Breast cancer regimen 'raises carpal tunnel risk'
A breast cancer drug treatment increases the chances of a woman developing carpal tunnel syndrome, according to research.
Women with the disease who took tamoxifen for two-three years and then took exemestane were less likely to develop further cancer and were at less risk of death.
However, those taking exemestane developed more musculoskeletal problems, such as fractures or joint pains, than women remaining on the five-year course of tamoxifen: a respective 42.4% and 33.2%.
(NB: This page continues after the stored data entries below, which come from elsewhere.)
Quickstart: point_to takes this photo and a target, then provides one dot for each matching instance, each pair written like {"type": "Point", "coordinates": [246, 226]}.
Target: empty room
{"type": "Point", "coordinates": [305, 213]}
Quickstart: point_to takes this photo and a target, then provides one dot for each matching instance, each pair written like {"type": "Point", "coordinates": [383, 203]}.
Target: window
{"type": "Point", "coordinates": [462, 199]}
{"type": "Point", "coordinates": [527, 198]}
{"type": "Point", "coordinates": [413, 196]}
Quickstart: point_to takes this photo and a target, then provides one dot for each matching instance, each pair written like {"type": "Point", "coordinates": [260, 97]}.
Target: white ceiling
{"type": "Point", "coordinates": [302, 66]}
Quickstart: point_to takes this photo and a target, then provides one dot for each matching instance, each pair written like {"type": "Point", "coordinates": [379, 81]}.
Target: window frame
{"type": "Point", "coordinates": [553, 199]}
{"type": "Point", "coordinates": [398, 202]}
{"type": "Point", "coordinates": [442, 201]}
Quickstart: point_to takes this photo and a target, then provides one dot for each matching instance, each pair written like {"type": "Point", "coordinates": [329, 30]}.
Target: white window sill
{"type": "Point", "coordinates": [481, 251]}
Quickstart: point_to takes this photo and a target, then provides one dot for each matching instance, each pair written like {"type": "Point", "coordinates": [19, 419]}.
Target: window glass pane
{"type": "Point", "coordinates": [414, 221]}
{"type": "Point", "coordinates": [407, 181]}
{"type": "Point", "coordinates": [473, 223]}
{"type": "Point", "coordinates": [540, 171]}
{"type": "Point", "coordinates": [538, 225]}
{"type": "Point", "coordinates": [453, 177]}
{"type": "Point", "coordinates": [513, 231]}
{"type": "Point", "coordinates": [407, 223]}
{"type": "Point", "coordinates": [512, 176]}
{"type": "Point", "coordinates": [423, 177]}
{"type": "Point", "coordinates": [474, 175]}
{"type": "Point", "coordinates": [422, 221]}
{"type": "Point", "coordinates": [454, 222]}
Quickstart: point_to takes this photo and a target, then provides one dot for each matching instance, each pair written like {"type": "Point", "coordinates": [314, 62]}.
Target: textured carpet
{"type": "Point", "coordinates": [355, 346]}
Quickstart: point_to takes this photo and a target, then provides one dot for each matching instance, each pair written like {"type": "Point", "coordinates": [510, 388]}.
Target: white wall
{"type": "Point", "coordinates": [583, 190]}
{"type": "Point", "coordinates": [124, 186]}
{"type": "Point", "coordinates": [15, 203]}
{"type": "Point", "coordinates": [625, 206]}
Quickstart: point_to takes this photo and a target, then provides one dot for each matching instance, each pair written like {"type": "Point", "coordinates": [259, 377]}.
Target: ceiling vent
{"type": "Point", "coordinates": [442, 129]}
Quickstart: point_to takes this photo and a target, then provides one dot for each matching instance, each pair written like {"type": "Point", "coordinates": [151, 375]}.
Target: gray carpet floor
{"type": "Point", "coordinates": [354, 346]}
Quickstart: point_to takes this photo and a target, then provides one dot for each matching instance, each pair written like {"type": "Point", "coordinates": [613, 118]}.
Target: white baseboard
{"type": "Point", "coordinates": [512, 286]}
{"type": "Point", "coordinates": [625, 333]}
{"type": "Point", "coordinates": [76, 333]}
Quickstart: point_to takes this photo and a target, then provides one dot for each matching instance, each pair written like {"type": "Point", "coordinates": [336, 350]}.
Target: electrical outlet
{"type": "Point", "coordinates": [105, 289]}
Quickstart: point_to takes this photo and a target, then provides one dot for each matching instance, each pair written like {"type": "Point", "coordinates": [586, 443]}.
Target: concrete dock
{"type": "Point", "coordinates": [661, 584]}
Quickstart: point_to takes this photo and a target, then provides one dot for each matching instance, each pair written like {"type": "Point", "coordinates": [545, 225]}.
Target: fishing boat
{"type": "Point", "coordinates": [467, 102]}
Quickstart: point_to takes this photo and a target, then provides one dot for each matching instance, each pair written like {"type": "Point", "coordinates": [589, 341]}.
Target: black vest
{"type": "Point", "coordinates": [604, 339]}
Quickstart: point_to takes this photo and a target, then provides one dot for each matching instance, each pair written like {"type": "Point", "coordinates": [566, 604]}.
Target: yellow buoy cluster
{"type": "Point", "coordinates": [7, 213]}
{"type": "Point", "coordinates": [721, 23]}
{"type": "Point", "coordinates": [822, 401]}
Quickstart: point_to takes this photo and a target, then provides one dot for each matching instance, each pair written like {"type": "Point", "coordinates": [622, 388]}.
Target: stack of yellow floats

Women with hormone-sensitive breast cancer are typically given a five-year regimen after surgery.
The findings came out of tests involving 4,700 women in 37 countries, known as the Intergroup Exemestane Study.
Researchers said 2.8% of the exemestane group suffered carpal tunnel syndrome but only 0.3% of the other group suffered the same.
The findings are published in the journal Lancet Oncology, giving more information about the musculoskeletal side-effects of the drug.
The study was conducted by Leiden University Medical Centre in The Netherlands, Imperial College London and the Institute of Cancer Research.
Commenting on the study, the institute’s Judith Bliss said: “We found more than half of patients who developed this side-effect had surgery. But the vast majority were able to continue their treatment for breast cancer and did not experience carpal tunnel syndrome once their treatment had concluded.”
- Mieog JSD, et al. Carpal tunnel syndrome and musculoskeletal symptoms in postmenopausal women with early breast cancer treated with exemestane or tamoxifen after 2—3 years of tamoxifen: a retrospective analysis of the Intergroup Exemestane Study. The Lancet Oncology 2011; Advance online publication.